Moving to Math THANK YOUs

This is the month of push for the Moving to Math classes. We’ve worked all year to unlock the minds of our students and help them see the box, measure it, crawl around it, jump in & out of it and transform it into a tool for their personal artistry.  We’ll be reviewing and preparing for the testing season that’s coming soon.

There are so many amazing lessons that have been developed among the students, classroom teachers, and myself over the last 4 years of writing the Moving to Math program. I have huge respect and gratitude for several people. It’s time to stop and thank them.

Jane Reifsnyder at Portage Collaborative Montessori School is a source of constant inspiration. She is a dancer at heart and comes up with amazing ideas. She also does a great deal of grant-writing to help my crazy ideas manifest. We are currently working on PUNCTUATING CULTURE THROUGH SONG AND DANCE. Thank you!
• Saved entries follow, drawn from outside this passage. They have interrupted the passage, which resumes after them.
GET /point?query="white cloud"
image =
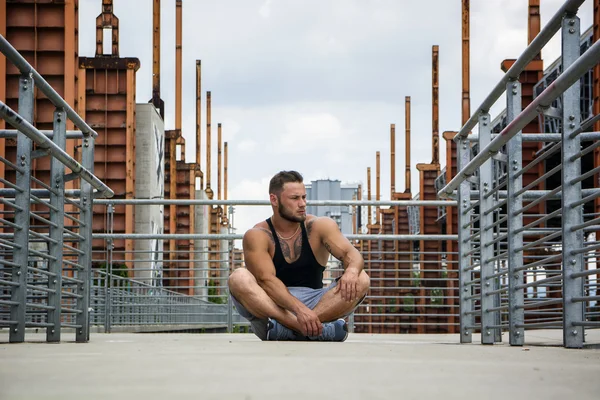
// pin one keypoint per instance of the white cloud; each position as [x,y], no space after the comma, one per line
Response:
[316,88]
[305,132]
[247,146]
[265,9]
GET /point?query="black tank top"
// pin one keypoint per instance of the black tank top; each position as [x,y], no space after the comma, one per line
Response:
[305,271]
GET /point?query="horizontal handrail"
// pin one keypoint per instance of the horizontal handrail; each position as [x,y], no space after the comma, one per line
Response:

Valarie McPhillen from The Arts Academy at Summit is another person whose personal commitment to students has aided my development. It has been comedic to watch her mathematical wizardry come my way. Yes, it’s 4th, 5th, and 6th grade math…but mathematics is an eternal and endless concept. Our planning meetings have been packed full of details and bright ideas. Thank you!

Jennie Albrecht also from The Arts Academy at Summit is a go getter with her students. She taught me that it’s, in fact, very good that I’m tenacious about building a good problem for the students to solve. They can figure out the volume of a big human formation. Thank you!
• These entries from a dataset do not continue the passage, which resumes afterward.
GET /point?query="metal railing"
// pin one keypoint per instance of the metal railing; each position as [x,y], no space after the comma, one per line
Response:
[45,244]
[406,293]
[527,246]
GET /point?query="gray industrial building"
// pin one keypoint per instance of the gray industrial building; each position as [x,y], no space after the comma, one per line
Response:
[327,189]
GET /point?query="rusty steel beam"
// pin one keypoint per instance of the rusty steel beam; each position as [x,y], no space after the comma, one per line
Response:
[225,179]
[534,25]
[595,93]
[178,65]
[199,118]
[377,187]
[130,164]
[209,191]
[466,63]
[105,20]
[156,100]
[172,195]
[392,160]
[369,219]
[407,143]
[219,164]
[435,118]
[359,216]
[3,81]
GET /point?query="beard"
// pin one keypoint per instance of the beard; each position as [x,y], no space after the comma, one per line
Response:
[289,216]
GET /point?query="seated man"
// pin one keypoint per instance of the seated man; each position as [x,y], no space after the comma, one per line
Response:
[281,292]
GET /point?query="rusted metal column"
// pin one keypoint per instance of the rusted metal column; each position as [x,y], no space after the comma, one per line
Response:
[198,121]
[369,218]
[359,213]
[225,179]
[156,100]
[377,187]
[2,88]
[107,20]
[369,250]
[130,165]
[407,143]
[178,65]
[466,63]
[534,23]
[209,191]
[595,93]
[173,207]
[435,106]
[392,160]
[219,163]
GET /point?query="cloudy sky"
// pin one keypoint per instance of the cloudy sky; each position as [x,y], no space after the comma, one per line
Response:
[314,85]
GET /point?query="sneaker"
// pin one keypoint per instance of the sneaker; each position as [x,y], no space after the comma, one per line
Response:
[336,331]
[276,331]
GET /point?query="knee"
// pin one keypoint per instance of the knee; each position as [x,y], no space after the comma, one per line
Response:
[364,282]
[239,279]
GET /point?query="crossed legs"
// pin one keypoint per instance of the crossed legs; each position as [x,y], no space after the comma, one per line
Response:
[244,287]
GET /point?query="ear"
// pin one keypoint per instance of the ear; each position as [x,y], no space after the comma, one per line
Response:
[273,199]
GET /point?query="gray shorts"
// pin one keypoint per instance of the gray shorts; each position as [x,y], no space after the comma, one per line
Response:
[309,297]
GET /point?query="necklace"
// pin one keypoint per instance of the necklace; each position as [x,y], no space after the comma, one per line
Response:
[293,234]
The last person on the list is the person who planted the seed of what is possible. Ms. Cummings was a music teacher who tried to open the minds of a rural classroom of 4th graders. She offered CREATIVE MOVEMENT once. ONCE. It was her first year of teaching and it really….didn’t…go so well. All the boys were hyper and running around the room like crazy farm boys. Go figure. I was captivated. I stood in the middle of the room…not moving…and watched everyone move around me. Then, I went home and did all the moves I memorized Ms. Cummings performing. Then, I came back to school the next day and began the process of translating every single lesson into a movement. How oddly abstract for a 4th grader!!! It was my thing though.
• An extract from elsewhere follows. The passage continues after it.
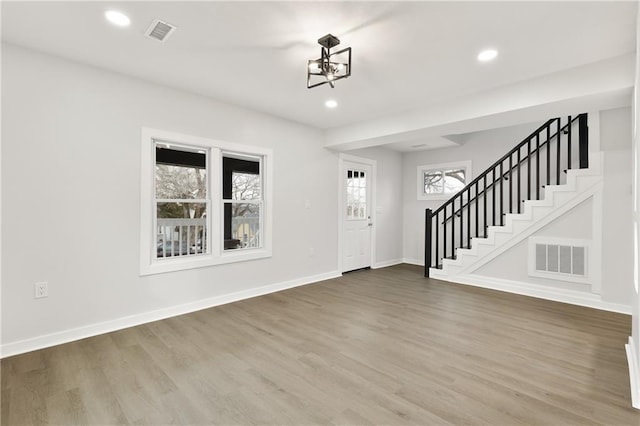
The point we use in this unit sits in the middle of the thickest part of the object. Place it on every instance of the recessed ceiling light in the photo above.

I did recently look up Ms. Cummings. I thanked her for her creativity.  I shared that she wouldn’t remember me. I was a wall-flower – but I appreciated her passion.

This is a guiding value of mine as an instructor.  I truly give every class all my energy.  I believe that we make more energy when we spend what we have.  YOU NEVER KNOW what your students will take home.  SO GIVE THEM ALL YOU’VE GOT!

Thanks to ARTSinSTARK for making MUCH of this possible.  Congratulations on your Community Impact Award!